The key recommendations pertain to outlining business tax plans for the next two years so companies can make “informed investment decisions”; pausing plans to implement new business regulations to ensure companies can focus on recovery; supporting businesses to build resilience in their supply chains to weather future shocks; and ensuring free movement of professionals as well as mutual recognition of professional qualifications in future trade deals.

  • Creating a more sustainable business environment

CIMA recommends supporting the adoption of integrated reporting for businesses across the UK to better showcase how they create value, beyond financial results, for all stakeholders; reform UK insolvency and administration practices to allow for certain viable businesses to re-structure and survive – this will help secure jobs, ensure creditors are paid, and secure tax revenue; and investing in green infrastructure supporting a net-zero recovery and future business sustainability. 
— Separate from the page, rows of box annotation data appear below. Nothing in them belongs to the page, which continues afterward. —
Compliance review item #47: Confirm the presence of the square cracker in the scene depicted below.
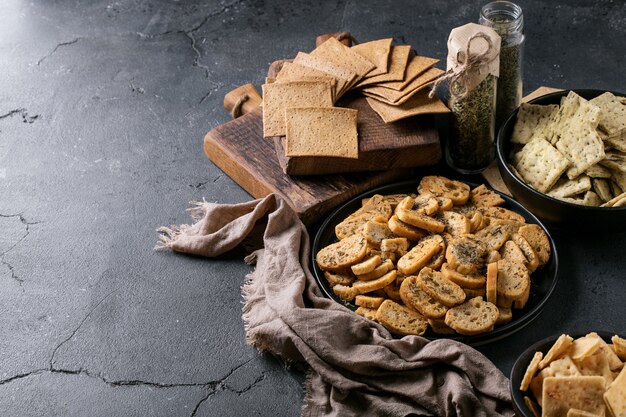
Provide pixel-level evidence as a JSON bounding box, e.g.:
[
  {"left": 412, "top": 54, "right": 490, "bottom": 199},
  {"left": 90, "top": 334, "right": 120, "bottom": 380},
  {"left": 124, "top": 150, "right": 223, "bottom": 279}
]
[
  {"left": 362, "top": 68, "right": 445, "bottom": 105},
  {"left": 357, "top": 45, "right": 411, "bottom": 87},
  {"left": 604, "top": 367, "right": 626, "bottom": 416},
  {"left": 380, "top": 55, "right": 439, "bottom": 91},
  {"left": 590, "top": 91, "right": 626, "bottom": 136},
  {"left": 311, "top": 37, "right": 376, "bottom": 78},
  {"left": 293, "top": 52, "right": 359, "bottom": 98},
  {"left": 263, "top": 81, "right": 333, "bottom": 137},
  {"left": 548, "top": 175, "right": 591, "bottom": 198},
  {"left": 511, "top": 103, "right": 559, "bottom": 145},
  {"left": 367, "top": 90, "right": 450, "bottom": 123},
  {"left": 542, "top": 376, "right": 606, "bottom": 417},
  {"left": 351, "top": 38, "right": 392, "bottom": 77},
  {"left": 285, "top": 107, "right": 359, "bottom": 159},
  {"left": 515, "top": 137, "right": 570, "bottom": 193},
  {"left": 556, "top": 120, "right": 605, "bottom": 179},
  {"left": 267, "top": 62, "right": 337, "bottom": 99}
]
  • Investing in skills to help generate economic growth and improve productivity

The organisation advises encompassing change in the Apprenticeship Levy to an Apprenticeship and Skills Levy for all workers to ensure businesses have “the talent they need to succeed now and in the future”; investing towards higher level apprenticeships to raise the skill levels of the UK workforce, meet the demands of the economy and encourage social mobility; and driving regional investments to deliver “new skills clusters to kickstart innovation, attract inward investments and drive economic growth”.

Andrew Harding, FCMA, CGMA, chief executive – management accounting, said: “We must of course tackle immediate issues such as restoring jobs and increasing consumer spending, but the UK Government must also ensure that its recovery strategy encompasses long-term priorities. 

“This includes putting a greater focus on tackling our faltering productivity, widening skills gap and failing social mobility to deliver a truly inclusive, lasting economic recovery and propel our resilience to the next level. This will be the uphill battle of the UK’s post-lockdown world.”